1st July 2011
I’m very pleased to say that one person has taken the time and effort to reply to my rambling about ‘Am I A Philistine?’ and it’s good to know that I’m not howling into the wilderness and being lost in the background noise.
What Rob, that’s the name of the person who replied, has clarified for me is that I wasn’t clear in what I was being a Philistine about. I hope this nonsense I’m writing now will help clear that up.
Whilst not all genre’s of photography will appeal to everyone, the same way as not all genre’s of film or painting or writing appeal to everyone, if an image is to be called art, then I believe it should be able to show everyone that it has some worth that makes it stand out from other images so that everyone can say it is art. If the image doesn’t have that “je ne sais quoi” and relies entirely on the meaning ascribed either by so-called ‘experts’, or even the person who is looking at the image, to make the image into art, then surely the image is not art, but the meaning ascribed is and therefore the image is meaningless?
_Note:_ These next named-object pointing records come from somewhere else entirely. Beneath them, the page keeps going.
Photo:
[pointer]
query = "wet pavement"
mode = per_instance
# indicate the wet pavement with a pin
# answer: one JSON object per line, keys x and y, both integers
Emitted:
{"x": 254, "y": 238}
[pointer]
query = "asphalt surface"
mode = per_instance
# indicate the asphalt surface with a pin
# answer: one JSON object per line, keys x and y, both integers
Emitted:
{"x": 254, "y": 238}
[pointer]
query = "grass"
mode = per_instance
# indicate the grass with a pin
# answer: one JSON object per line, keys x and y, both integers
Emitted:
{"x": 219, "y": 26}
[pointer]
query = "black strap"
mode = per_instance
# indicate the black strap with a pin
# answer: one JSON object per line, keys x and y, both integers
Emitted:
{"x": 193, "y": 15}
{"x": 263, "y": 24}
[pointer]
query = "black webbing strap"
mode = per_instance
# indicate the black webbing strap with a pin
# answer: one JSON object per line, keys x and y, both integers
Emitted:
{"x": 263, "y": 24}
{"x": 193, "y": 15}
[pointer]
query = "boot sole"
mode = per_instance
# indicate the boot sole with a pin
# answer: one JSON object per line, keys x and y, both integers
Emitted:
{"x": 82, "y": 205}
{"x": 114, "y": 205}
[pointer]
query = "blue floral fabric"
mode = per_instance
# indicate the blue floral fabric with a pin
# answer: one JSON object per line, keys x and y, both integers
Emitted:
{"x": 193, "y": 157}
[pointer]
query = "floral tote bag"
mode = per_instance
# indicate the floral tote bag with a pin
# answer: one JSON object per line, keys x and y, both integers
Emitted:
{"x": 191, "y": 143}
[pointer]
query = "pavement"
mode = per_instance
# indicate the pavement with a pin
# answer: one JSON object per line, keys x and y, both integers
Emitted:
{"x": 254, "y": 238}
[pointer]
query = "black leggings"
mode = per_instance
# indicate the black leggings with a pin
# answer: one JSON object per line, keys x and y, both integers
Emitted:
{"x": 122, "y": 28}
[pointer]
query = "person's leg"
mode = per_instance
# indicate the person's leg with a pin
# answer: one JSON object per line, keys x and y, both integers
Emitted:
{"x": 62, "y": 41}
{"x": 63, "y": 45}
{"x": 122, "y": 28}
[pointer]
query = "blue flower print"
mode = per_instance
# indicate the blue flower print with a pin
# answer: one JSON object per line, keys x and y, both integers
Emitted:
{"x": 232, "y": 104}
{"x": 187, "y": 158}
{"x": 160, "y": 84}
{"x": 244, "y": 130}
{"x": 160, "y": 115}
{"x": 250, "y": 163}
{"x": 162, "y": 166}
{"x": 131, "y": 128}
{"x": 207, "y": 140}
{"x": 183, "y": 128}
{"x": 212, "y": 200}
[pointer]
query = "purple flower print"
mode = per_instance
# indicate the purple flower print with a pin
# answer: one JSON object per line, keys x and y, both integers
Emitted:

In the case of the “Identical Twins” and a “Family On Their Lawn One Sunday In Westchester”, by Diane Arbus, would these images be hung on any wall through their own merit? Not on my wall they wouldn’t, nor would any image I took myself in a similar style. If they are art, then any photograph taken at random by anyone, of twins, or any other children, or any family scene, would also necessarily have to be viewed as being in the same class as any that Diane Arbus creates; or can that form of art only be generated once, be accepted as such, and any other attempt becomes non-art? If that is the case then does that apply to painting, writing, sculpture or any other art form? I don’t think so!
I wouldn’t necessarily hang a Picasso on my wall because his style doesn’t appeal to me, I’d love to own one though, but I would hang a Salvador Dali. Whats’ the difference then between Diane Arbus and Picasso? Well apart from the obvious, one is painting the other photography, Picasso can be seen by all to be art and is acclaimed as such, whereas Arbus isn’t acclaimed by all, possibly because her work isn’t as well-known, but from a straw poll of my friends and neighbours, not one of them thought either photograph was artistic enough to be hung on their walls either. Now it could be said that my friends and neighbours will necessarily have similar tastes to me because that’s how social circles are built, but I would expect at least one from just over forty questioned.
So what is art? Certainly it’s in the eye of the beholder, but it must also have a more general acceptance before it can be acclaimed to be art by critics, doesn’t it? I know the critics wouldn’t agree as their livelihood depends on people, or sheep, accepting the ‘Kings Suit of Clothes’ approach. Surprisingly though, even those we would acclaim as all time greats, Da Vinci, Constable and Turner had critics, but no-one said they’re work wasn’t art.
So, I suppose what I’m saying is; art in and of itself must be able to appeal to a mass audience on its own merits and not require interpretation to be considered art. If it does require meaning to be ascribed before the beholder sees it as art, then the meaning is art and the image meaningless. Just what I said earlier on! Was the effort of all this writing worth it? Who knows, only my critics ……. and possibly one respondent. Are you out there Rob?